Revision Guide: Relations and Functions

An ordered pair (a, b) signifies a pair where the order matters, crucial in defining relations.

For sets A and B, A × B contains all ordered pairs (a, b) where a ∈ A and b ∈ B, with |A × B| = |A| × |B|.

A relation from set A to B is any subset of A × B, depicting a specific relationship between elements.

The domain is all first elements in a relation, while the range consists of all second elements, important for function analysis.

A function is a specific relation where each element of the domain has one unique image in the codomain.

A function is real-valued if its output values are real numbers. Example: f(x) = x².

Functions can be linear (e.g., f(x) = mx + c), constant, identity, polynomial, etc., with unique properties.

R = {(1,2), (2,4)} is a function. R = {(1,2), (1,3)} is not as it fails uniqueness.

f(x) = x² + 2x + 1 is polynomial. For functions like f(x) = 1/x, it's not polynomial if x ≠ 0.

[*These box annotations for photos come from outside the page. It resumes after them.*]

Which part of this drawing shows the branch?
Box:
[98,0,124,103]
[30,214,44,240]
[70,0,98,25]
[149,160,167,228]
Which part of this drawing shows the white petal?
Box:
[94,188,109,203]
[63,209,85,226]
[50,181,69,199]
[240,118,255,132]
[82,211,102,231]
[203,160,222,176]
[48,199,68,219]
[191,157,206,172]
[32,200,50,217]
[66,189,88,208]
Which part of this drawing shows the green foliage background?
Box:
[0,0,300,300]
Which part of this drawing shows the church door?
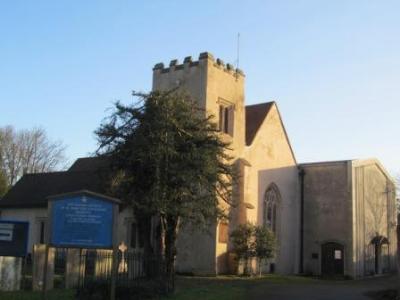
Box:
[321,243,344,276]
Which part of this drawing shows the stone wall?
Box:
[301,161,353,276]
[353,160,397,277]
[153,52,245,275]
[245,104,300,274]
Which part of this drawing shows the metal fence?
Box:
[78,250,163,288]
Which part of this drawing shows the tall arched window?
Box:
[263,183,281,234]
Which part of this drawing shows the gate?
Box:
[321,242,344,276]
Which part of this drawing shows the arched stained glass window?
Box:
[263,183,281,234]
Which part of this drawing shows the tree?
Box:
[0,126,66,186]
[230,222,276,275]
[230,223,255,275]
[0,169,8,198]
[254,226,276,276]
[96,91,234,292]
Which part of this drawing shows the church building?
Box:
[0,52,397,278]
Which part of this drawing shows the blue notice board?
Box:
[50,193,116,248]
[0,220,29,257]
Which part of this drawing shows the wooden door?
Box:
[321,242,344,276]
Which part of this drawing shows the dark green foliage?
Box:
[253,226,276,275]
[230,223,255,260]
[230,223,276,274]
[0,169,8,198]
[96,91,233,290]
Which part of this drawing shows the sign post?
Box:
[0,220,29,291]
[43,190,121,299]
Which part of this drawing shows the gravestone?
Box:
[32,244,55,291]
[0,220,29,291]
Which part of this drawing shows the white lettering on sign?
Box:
[0,223,14,241]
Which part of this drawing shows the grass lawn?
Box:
[162,275,313,300]
[0,275,315,300]
[0,290,75,300]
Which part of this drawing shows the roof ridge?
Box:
[245,100,276,107]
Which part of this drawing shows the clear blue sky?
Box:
[0,0,400,175]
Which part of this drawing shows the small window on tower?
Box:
[219,104,234,136]
[218,222,229,243]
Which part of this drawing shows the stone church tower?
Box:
[153,52,245,157]
[153,52,250,274]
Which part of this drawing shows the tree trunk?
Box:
[164,217,178,294]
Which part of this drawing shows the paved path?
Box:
[248,276,397,300]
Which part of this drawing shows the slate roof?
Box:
[246,102,275,146]
[0,171,106,208]
[0,102,274,208]
[68,157,110,172]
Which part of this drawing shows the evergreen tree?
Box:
[0,169,8,198]
[96,91,233,292]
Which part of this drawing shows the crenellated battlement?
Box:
[153,52,245,77]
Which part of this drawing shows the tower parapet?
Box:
[153,52,245,77]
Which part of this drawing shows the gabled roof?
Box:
[0,171,107,208]
[245,102,275,146]
[68,156,110,172]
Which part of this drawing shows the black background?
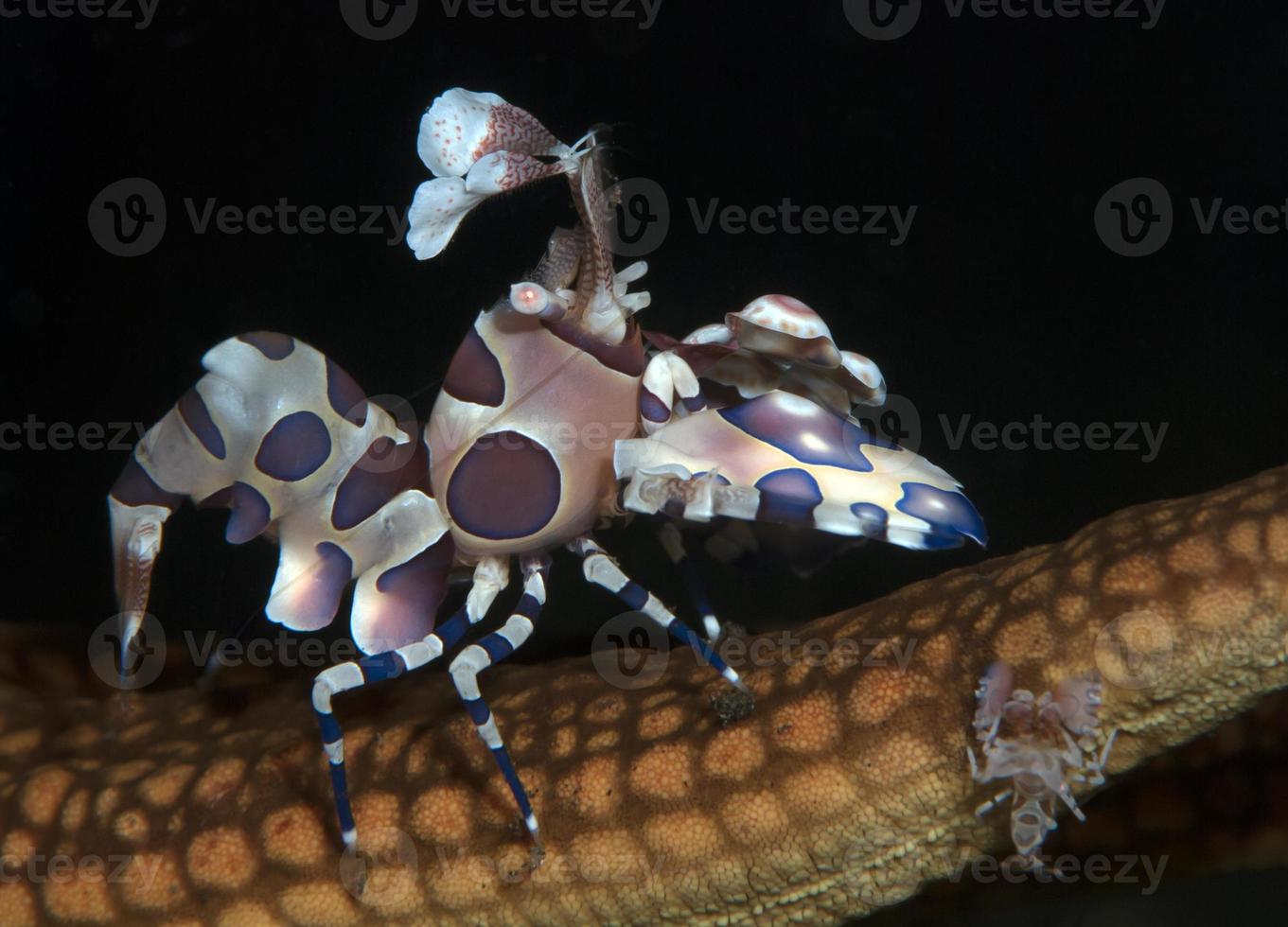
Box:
[0,0,1288,912]
[0,0,1288,643]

Functions can be illustrated with graphs. The graph of f(x) = x² is a parabola opening upwards.

If f and g are functions, their sum (f + g)(x) = f(x) + g(x) is also a function, useful for combined effects.

For functions f and g, (f - g)(x) = f(x) - g(x) gives the difference, essential in calculus.

The product of functions f and g is defined as (fg)(x) = f(x) * g(x), impacting growth rates.

The quotient (f/g)(x) is f(x) / g(x), valid when g(x) ≠ 0; it's useful in rational functions.

Relations can be reflexive, symmetric, or transitive, influencing how we understand their structure.

For n elements in A and m in B, the total number of relations from A to B is 2^(n*m).

Each element in the domain maps to one in the range, ensuring no repeated domains in functions.

Defined as f(x) = |x|, giving the absolute value, crucial for non-negative outputs.

The graph of f(x) = 2x is a straight line indicating linear growth. Understanding graphs aids in function analysis.

If an element in the domain has multiple outputs, e.g., f(x) = {x,y}, it fails to be a function.